El memorialismo del poeta ruso no es histórico, sino experiencial. Su literatura es capaz de mantener vivas, contra la dictadura del tiempo, todas estas sensaciones, el descubrimiento del mundo y los terrores de un adolescente que dejaba de serlo en paralelo al cambio de centuria. En aquella Rusia, anterior a la revolución, la honradez todavía equivalía al grado de santidad para un judío de orden, la palabra dada se cumplía (a toda costa) y todas las tierras siempre tenían un dueño. «Recordar es remontar en solitario el cauce de un río seco», escribe el poeta, a sabiendas de que todo lo vivido no volverá más. No hay pena ni quebranto. Sólo aceptación.

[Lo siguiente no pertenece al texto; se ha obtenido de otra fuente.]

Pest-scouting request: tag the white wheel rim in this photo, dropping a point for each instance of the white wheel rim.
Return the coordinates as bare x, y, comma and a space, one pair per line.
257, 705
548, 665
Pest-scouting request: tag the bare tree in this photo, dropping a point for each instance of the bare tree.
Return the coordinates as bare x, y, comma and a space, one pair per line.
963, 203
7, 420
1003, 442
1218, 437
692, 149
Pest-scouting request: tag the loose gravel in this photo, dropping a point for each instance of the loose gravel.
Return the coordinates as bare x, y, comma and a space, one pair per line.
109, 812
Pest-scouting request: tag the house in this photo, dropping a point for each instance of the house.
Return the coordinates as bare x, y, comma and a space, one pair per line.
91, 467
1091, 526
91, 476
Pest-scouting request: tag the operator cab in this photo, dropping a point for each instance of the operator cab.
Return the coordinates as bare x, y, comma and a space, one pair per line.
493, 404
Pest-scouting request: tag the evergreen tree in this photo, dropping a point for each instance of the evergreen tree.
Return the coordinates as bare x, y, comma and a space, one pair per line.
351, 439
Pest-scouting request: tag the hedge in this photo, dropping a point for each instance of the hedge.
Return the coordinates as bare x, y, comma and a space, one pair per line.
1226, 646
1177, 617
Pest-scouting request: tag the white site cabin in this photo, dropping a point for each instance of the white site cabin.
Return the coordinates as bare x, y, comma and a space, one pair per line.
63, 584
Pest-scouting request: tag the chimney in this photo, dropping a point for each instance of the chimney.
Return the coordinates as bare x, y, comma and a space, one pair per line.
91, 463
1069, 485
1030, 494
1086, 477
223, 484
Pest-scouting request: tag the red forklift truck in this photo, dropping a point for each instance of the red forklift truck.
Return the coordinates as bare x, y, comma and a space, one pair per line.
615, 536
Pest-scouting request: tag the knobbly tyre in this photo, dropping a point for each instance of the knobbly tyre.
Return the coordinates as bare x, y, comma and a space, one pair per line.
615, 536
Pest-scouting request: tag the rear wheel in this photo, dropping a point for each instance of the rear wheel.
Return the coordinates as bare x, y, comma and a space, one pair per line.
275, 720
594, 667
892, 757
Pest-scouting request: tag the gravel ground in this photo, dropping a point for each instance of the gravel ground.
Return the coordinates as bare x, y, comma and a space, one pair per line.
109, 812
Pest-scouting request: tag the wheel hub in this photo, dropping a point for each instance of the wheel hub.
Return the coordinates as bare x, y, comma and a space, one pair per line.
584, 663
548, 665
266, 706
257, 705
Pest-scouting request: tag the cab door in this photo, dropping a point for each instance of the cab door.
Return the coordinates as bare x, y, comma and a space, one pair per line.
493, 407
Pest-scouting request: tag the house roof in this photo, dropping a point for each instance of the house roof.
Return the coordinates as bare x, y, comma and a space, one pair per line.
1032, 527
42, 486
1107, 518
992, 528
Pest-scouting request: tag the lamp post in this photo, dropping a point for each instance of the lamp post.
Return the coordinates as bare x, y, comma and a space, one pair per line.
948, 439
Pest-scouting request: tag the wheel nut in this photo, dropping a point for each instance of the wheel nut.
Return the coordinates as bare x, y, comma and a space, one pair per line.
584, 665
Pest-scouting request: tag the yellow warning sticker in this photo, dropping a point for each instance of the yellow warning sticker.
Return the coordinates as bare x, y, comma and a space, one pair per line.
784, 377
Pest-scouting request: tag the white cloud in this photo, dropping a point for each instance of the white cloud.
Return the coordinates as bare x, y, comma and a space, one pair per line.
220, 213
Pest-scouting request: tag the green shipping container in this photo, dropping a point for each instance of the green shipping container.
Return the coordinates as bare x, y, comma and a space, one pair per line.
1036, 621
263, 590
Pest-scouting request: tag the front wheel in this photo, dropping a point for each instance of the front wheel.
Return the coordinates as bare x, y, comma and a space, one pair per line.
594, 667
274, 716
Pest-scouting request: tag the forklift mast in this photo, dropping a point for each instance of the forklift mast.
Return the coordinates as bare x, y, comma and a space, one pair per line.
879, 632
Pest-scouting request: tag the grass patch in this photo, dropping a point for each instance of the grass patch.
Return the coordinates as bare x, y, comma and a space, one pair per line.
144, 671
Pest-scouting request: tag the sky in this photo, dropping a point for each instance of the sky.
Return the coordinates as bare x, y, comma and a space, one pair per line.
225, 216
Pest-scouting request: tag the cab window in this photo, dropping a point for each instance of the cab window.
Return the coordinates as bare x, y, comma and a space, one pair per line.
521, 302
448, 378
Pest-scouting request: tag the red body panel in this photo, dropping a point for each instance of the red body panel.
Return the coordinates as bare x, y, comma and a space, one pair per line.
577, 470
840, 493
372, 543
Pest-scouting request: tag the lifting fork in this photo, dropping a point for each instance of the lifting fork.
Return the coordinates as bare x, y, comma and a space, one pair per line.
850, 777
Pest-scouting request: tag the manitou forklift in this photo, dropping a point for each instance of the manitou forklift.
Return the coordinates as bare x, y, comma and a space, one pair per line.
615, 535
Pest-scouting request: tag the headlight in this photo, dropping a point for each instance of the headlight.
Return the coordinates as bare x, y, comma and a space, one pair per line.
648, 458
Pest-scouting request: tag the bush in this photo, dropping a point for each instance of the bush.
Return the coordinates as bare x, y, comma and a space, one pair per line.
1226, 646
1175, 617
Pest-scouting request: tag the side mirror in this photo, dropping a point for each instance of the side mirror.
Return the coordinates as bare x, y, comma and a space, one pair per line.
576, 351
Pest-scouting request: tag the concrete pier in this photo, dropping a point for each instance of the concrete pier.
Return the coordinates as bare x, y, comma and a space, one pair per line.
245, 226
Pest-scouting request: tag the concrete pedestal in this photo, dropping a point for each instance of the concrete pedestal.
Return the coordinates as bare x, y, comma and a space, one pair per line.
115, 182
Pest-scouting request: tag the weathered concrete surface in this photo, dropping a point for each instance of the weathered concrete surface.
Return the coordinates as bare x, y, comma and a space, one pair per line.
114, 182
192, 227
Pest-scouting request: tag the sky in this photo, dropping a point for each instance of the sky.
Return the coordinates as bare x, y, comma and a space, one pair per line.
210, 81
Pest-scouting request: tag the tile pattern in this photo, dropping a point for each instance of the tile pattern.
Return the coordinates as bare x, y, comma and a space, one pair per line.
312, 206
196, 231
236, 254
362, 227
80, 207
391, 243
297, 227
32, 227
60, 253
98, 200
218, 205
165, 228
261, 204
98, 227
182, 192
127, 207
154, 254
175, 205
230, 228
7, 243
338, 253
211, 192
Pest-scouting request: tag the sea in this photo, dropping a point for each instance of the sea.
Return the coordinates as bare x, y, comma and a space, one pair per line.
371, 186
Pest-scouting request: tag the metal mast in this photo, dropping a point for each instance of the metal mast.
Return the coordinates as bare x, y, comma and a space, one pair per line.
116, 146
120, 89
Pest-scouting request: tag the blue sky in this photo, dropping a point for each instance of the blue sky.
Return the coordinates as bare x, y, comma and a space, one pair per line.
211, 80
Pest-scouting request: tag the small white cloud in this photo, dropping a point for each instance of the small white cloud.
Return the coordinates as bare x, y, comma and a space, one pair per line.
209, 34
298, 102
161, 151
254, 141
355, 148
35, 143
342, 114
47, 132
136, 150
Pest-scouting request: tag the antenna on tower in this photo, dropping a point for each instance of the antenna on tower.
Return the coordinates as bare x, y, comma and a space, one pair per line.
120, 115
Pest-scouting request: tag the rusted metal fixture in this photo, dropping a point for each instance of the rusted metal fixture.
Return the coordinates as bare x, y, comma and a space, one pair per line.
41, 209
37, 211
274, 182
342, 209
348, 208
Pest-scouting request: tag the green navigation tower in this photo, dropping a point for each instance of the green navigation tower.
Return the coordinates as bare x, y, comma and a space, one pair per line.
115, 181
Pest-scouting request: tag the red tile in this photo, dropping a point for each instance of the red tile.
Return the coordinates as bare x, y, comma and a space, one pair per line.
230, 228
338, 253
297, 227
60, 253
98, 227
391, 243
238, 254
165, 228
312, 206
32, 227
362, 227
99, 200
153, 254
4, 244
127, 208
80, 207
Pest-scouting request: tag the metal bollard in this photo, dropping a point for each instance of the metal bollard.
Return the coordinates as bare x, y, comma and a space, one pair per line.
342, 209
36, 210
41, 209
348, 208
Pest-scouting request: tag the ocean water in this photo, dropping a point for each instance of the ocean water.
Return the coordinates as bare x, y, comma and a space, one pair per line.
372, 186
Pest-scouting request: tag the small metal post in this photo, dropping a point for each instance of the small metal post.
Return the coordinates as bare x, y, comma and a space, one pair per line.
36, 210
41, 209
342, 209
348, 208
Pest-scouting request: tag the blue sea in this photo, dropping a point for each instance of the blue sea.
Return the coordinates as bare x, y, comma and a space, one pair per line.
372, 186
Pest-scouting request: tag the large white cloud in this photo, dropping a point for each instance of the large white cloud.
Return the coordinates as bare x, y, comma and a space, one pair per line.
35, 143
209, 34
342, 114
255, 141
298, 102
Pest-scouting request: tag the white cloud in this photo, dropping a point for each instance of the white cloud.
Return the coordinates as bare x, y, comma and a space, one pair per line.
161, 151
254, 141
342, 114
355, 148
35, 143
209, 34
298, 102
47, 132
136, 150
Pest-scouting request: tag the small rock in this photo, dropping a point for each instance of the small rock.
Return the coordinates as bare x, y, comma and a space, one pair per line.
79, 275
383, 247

Antigua estampa de la avenida Nevsky, con la torre de la Duma (San Petersburgo). | Wikimedia Commons

Los lobos ya estaban cerca. El joven Mandelstam explica, casi proféticamente, el cambio de era a partir del cambio de significado del término heroico: «La espuma revolucionaria de los tiempos de mi juventud, aquella inocente periferia, estaba plagada de romances. Los jóvenes de 1905 iban a la revolución con el mismo sentimiento que dominaba a Nikolai Rostov al incorporarse a los húsares: era una cuestión de amor y honor. A todos ellos les parecía imposible vivir al margen de la gloria de su siglo, unos y otros consideraban imposible respirar sin haber realizado alguna hazaña heroica. Era la continuación de Guerra y Paz, sólo que la gloria había cambiado de lugar: ya no estaba con el coronel Min del regimiento inmortal ni con la escolta imperial de generales con sus rígidas botas acharoladas, sino en el comité central de las organizaciones de combate, y la hazaña empezaba a cimentarse con la propaganda». La caballería de la tiranía avanzaba. Cambio de siglo. Agonía y nacimiento. «En las postrimerías de una época histórica, los conceptos abstractos huelen siempre a pescado podrido», escribe un Mandelstam en vísperas de estrenarse como poeta, una profesión suicida en Rusia, donde (todavía) asesinan a quien se atreve a escribir versos.